Auction houses did plenty of business with Japan in public. Kobayashi was involved in a $160 million deal for two works in 1990: van Gogh’s Portrait of Dr Gachet and Renoir’s Bal du Moulin de la Galette. The buyer, Ryoei Saito, the president of a giant paper company that dominated his prefecture of Shizuoka, wanted them at any price. ‘It is my principle to get what I want, at no matter what cost,’ he told media at the time. Later, he said that he wanted to have the paintings cremated with him. A public outcry made him quickly reverse course on that plan.

Kobayashi had little to say about Saito but confirmed he was not alone. ‘About a third of the notable Western art in Japan is in [private] collections,’ he said. ‘Some of this may end up being made public eventually. People may make galleries to show their collections.’

Many works, however, were sold off. Saito ended up mired in scandal, accused of bribing a politician in a dirty land deal. His company was swallowed up by a competitor. The van Gogh and Renoir were sold off for about half the price Saito paid.

Tomonori Tsurumaki was among Saito’s contemporaries.
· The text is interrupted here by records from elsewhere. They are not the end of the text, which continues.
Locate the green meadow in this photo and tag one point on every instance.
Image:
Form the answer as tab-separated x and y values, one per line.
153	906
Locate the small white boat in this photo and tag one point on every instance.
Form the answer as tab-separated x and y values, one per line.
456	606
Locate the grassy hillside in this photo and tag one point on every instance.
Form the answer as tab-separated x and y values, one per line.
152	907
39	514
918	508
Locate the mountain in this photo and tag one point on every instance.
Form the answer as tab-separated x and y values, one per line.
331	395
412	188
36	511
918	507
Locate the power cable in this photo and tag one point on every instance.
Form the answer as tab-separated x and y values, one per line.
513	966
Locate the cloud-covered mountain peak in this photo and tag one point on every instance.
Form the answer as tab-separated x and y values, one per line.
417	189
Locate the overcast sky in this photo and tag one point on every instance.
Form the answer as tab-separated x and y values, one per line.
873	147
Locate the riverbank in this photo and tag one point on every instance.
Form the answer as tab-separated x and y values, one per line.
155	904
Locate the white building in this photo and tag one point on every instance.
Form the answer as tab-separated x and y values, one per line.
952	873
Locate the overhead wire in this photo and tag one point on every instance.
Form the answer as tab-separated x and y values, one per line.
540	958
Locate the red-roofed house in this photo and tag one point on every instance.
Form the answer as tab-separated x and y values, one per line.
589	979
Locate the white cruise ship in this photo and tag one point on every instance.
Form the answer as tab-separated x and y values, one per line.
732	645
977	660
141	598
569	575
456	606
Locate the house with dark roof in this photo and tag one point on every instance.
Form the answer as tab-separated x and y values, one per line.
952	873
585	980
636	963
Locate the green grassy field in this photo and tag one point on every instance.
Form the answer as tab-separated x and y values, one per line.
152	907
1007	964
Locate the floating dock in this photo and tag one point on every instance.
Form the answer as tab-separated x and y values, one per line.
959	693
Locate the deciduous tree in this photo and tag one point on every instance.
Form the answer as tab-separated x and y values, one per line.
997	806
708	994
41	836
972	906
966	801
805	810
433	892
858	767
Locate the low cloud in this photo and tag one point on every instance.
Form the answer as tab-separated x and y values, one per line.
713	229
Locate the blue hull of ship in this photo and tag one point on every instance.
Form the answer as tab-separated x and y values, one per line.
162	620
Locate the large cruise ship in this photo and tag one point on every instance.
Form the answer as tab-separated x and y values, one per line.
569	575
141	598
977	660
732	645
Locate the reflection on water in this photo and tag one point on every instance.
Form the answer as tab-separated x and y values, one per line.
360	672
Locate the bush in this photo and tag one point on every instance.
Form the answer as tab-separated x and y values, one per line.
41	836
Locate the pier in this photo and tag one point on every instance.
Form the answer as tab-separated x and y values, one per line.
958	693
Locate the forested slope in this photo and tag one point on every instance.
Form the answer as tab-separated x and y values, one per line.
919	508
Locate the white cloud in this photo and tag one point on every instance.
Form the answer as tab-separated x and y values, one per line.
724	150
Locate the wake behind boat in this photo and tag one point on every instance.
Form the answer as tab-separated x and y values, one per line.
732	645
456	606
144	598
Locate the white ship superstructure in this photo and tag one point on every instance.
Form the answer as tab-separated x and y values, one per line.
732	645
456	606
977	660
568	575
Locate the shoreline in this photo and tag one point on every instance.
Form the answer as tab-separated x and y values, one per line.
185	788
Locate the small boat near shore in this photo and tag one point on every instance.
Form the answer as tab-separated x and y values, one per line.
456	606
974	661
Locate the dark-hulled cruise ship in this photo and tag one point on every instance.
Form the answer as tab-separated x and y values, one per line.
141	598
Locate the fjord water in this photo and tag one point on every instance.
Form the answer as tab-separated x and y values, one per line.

A real estate dealer whose assets included a racecourse, Tsurumaki forked out $51.6 million on Picasso’s Les Noces de Pierrette in 1989. He also met financial difficulty, sending Pierrette on a strange journey. The painting was passed to a building company, Hazama, which in turn got into debt and used the work as collateral for a loan from a company called Lake. The house of cards continued to collapse, and with Lake’s fortunes going awry, the business was sold to GE Capital of the US in 1998. From there, the painting found its way to a Mitsui bank vault — and then disappeared.

Disappeared, that is, until 2015. Dmitry Rybolovlev, a Russian billionaire, was last year reported to have bought the painting from the Swiss art dealer Yves Bouvier as part of a €1.9 billion, 37-work deal.

Not all art in private hands left Japan. Many private galleries remain in business, even if they see sparse crowds. And the bubble did not just create losers. Some still hold their collections.

‘While there was certainly a lot of speculative buying in the Eighties… there were and still are very important private and private museum collections in Japan,’ says the source in Europe. ‘For whatever reason — probably the economy — they have kept a conspicuously low profile. But I can state from my personal experience that we are still selling there.’

Kobayashi says that despite changing times, some paintings remain in Japan because they are smart investments: ‘The yen is worth more today. A dollar was worth 150 or 160 yen back then, now it’s about 125 — around a 25 per cent difference. That means… anything you own is worth 25 per cent less now [if selling in foreign currency]. Even though the value is going down in terms of currency, people are paying more today for works, as we saw with Cézanne’s Card Players [allegedly sold to the Qataris for $250 million]. So if people bought Warhols or Picassos, the sort of pieces that could find their way into prestigious museums, they are still OK today.’

Rumours abound in Tokyo of buildings converted to house art collections for wealthy executives. But no amount of prodding can pry out names of paintings or owners. This is far from the heady days of the bubble era, though. ‘You have to build a fund and keep buying and selling art, pushing up the prices until they stabilise to create collections,’ Kobayashi says. ‘Japan cannot do that any more because of the weakness of the economy.’

Others are now in on the game: buyers in Russia, China and Qatar are breaking records. Are today’s biggest-paying collectors going to last? ‘I am a little bit more sceptical about the Chinese market than most of my colleagues,’ says the source in Europe. ‘One of the biggest buyers [for Warhol etc] has just been had up and is actually fronting for someone else, and very likely to go to jail himself! But that is a whole other issue.’